14 Entretien de Emmanuel Lorentin avec Anne-Marie Moulin, médecin et philosophe, spécialiste d'histoire de l'immunologie, directrice de recherche émérite CNRS - Emission la fabrique de l’histoire – France Culture 22.10.2018 (lien en biblio)

Les pandémies en général ont eu des effets non seulement sur la planification urbaine, mais aussi sur le mode de gouvernance des territoires. Les différents exemples étudiés dans ce mémoire, nous montre qu’une crise sanitaire ne marque pas forcément une discontinuité radicale entre ce qui s’est passé avant et ce qui se passera après. Cette rupture n’est souvent pas aussi nette que ce que l’on croit. Nous nous rendons compte que le nouveau modèle urbain, que nous avons cité en haut, n’est pas si nouveau que ça et que ses racines sont bien ancrées dans l’histoire. Nous faisons ainsi l’hypothèse que les crises sanitaires sont l’un des facteurs d’accélération et d’évolution des intentions de transformation urbaine, notamment en termes d’organisation du domaine public. Les événements passés qui ont marqué l’histoire ont eu des effets sur l’espace urbain que la pandémie ne peut pas effacer définitivement en une durée de temps réduite.

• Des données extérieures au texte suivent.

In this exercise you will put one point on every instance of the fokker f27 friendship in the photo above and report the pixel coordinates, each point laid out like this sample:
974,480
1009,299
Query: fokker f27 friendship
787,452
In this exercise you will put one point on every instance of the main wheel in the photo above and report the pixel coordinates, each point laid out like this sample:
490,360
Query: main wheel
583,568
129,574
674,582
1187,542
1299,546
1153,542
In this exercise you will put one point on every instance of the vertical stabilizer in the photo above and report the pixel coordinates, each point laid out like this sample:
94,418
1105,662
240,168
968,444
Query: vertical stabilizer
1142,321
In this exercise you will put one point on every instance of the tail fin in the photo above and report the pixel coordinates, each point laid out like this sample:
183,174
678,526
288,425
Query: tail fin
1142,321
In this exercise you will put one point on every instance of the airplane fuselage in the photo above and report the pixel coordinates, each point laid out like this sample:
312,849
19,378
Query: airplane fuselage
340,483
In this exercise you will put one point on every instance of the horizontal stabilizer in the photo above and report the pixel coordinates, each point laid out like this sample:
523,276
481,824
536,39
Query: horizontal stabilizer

Avant l’arrivée de la Covid 19 par exemple, Les enjeux sociaux, économiques et environnementaux ont poussé les villes ont développé un système de transport en commun bien dense qui a été remis en question pendant et après la pandémie. Ces éléments pourront donc être soit perturbés par l’arrivée des pandémies, soit au contraire accentués comme c’est le cas de la mobilité douce. Afin de mieux affirmer ou réfuter cette hypothèse, un retour sur les éventements sanitaires marquants l’histoire me semble indispensable ainsi que sur leurs effets sur l’espace urbain puisque la ville est un modèle profondément ancré dans l’histoire et dans l’espace. Afin de mieux affirmer ou réfuter cette hypothèse, ce travail s’organisera en deux grandes parties : D’abord, un retour sur les éventements sanitaires marquants l’histoire de la ville de Paris ainsi que sur leurs effets sur l’espace urbain puisque la ville est un modèle profondément ancré dans l’histoire et dans l’espace. Ensuite, une étude de la crise sanitaire actuelle, la façon avec laquelle elle a influencé les techniques de l’urbanisme, notamment les interventions dans le domaine public pendant et après la pandémie et comment elle pourra faire évoluer le cadre législatif sanitaire en France dans les années qui suivent.